Review: A Beautiful Day in the Neighborhood is Like Any Other Boring Day
We’ve all been hearing about this one for about a year. “What is Tom Hanks going to do as Mister Rogers? Oh, the possibilities.” Well, A Beautiful Day in the Neighborhood is finally here and I thought, going in, it would have more to say than that documentary. Boy, was I wrong.
Story
Lloyd Vogel (Matthew Rhys), a writer for Esquire, gets into a fight with his father, Jerry (Chris Cooper), at his sister’s wedding reception and completely ruins things. That includes the chance to reconcile with his deadbeat alcoholic dad. Having the shiner to show for it, he is given the assignment to go to Pittsburgh and do an article on the most famous man in children’s programming, Fred Rogers (Tom Hanks). A simple 400-word puff piece, it turns into a strange friendship and therapeutic catharsis for Lloyd, who is taught the power of forgiveness and given one last shot at letting bygones be bygones with his ailing pop.
If the plot description sounds like it defies the trailer, that’s because it does. Lloyd is the real main character and Mister Rogers is a figure thrust into his life that acts as his conscience and the narrator of his saga.

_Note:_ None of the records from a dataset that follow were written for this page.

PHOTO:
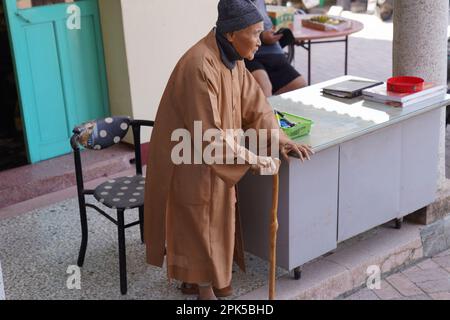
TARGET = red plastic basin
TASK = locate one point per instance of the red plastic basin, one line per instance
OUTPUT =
(405, 84)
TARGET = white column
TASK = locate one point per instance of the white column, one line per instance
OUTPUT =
(2, 290)
(420, 49)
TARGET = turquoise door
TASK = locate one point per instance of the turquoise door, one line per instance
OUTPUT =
(60, 72)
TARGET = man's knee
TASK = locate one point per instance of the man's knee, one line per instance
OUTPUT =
(263, 80)
(299, 83)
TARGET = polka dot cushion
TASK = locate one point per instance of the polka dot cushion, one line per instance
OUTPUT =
(122, 193)
(103, 133)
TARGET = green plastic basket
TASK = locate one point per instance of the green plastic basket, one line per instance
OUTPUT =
(302, 127)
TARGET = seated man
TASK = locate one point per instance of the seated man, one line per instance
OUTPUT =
(270, 67)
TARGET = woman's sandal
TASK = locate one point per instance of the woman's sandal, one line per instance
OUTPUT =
(191, 289)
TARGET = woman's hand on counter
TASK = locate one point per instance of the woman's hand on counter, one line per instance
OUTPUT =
(297, 150)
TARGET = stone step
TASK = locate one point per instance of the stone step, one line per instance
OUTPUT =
(31, 181)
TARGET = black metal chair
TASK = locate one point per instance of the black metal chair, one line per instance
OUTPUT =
(119, 194)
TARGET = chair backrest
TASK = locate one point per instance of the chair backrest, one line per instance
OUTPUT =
(101, 134)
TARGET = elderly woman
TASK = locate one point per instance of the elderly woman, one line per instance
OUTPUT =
(190, 211)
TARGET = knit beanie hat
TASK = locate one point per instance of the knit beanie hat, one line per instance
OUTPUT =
(235, 15)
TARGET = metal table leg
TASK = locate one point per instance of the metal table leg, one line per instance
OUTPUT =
(346, 55)
(309, 62)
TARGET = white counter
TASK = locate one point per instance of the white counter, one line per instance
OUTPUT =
(2, 290)
(339, 120)
(373, 164)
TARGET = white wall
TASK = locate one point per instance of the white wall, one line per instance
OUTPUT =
(157, 33)
(115, 57)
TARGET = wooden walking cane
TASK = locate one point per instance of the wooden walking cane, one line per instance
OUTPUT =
(273, 235)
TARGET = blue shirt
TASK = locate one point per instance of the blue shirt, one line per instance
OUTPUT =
(268, 25)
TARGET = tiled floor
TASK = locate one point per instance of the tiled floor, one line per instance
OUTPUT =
(428, 280)
(35, 260)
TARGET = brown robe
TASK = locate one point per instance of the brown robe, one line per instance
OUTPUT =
(190, 209)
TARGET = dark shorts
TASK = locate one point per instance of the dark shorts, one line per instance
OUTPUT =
(280, 71)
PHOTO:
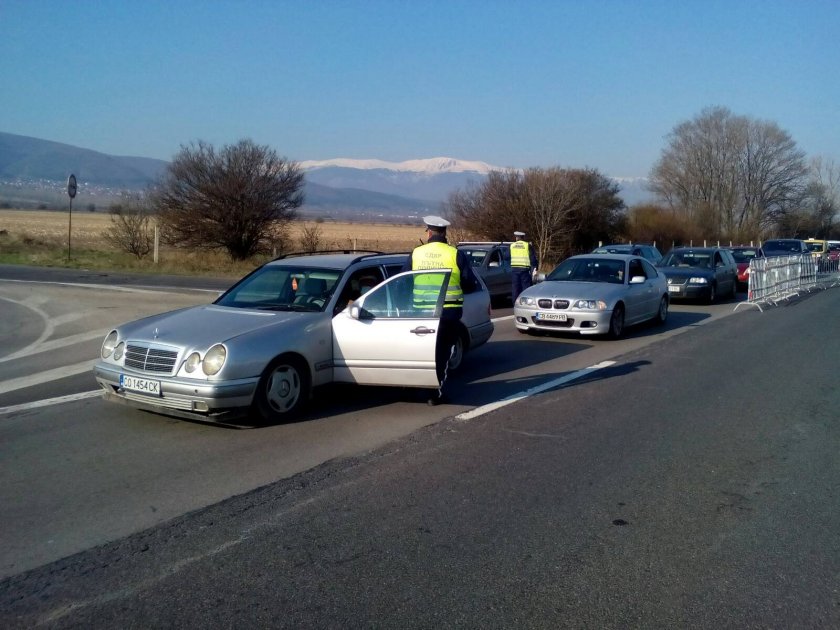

Sadly, Lloyd – who is a fictional interpretation of the real article writer, Tom Junod – isn’t nearly as interesting as the filmmakers want him to be. That is to say as fascinating as old Fred is, an issue that might lie in the fact Lloyd’s life story is largely made up.
Tom Hanks
Don’t take that to mean Mr. Rogers doesn’t come with problems. Tom Hanks is a good actor, no question, but he reflects some of his more famous performances rather than a mirror image of Rogers. Hanks plays Fred Rogers like a quieter, subdued, and not as manic an iteration of Forrest Gump. Even his accent and cadence are the same. Nonetheless, his work here is easy Oscar bait; he’ll probably get nominated, just without taking home the win.
Director
Marielle Heller directed last year’s you-blinked-and-missed-it dramedy Can You Ever Forgive Me? which deals with author turned forger Lee Israel. In that film, Heller asked you to have sympathy for a mouthy, boozing, washed-up writer who turned to illegal activity to be relevant. With Beautiful Day, she banks on kindness vs. skeptical cynicism and it works at tugging the heartstrings. There just feels like a payoff besides “Wow, Mister Rogers really is a nice guy!” is missing.
She throws in so many memorable Rogers-isms such as his miniature models that are used for the opening credits, establishing shots, and transitions. His puppets become characters unto themselves, much as they did on the long-running show, and serve as cues in a few surreal dream sequences. Each of these tactics in addition to occasional dabbling in Mr. Rogers’s production values and aspect ratio turns the movie into something approaching an art film. The thing is it’s an exercise in style over substance.
The Verdict
Beautiful Day in the Neighborhood won’t ruin your childhood, but it won’t stay with you long after viewing either. Like a feature-length episode of Mister Rogers Neighborhood, it plays out like an extended anecdote. I left the theater not thinking about it and finding it lacking. It’s a meek, by-the-numbers version of what it could’ve been and isn’t justified as a theatrical release. This could have hit Amazon Prime or Netflix and you wouldn’t know the difference; neither would the Academy.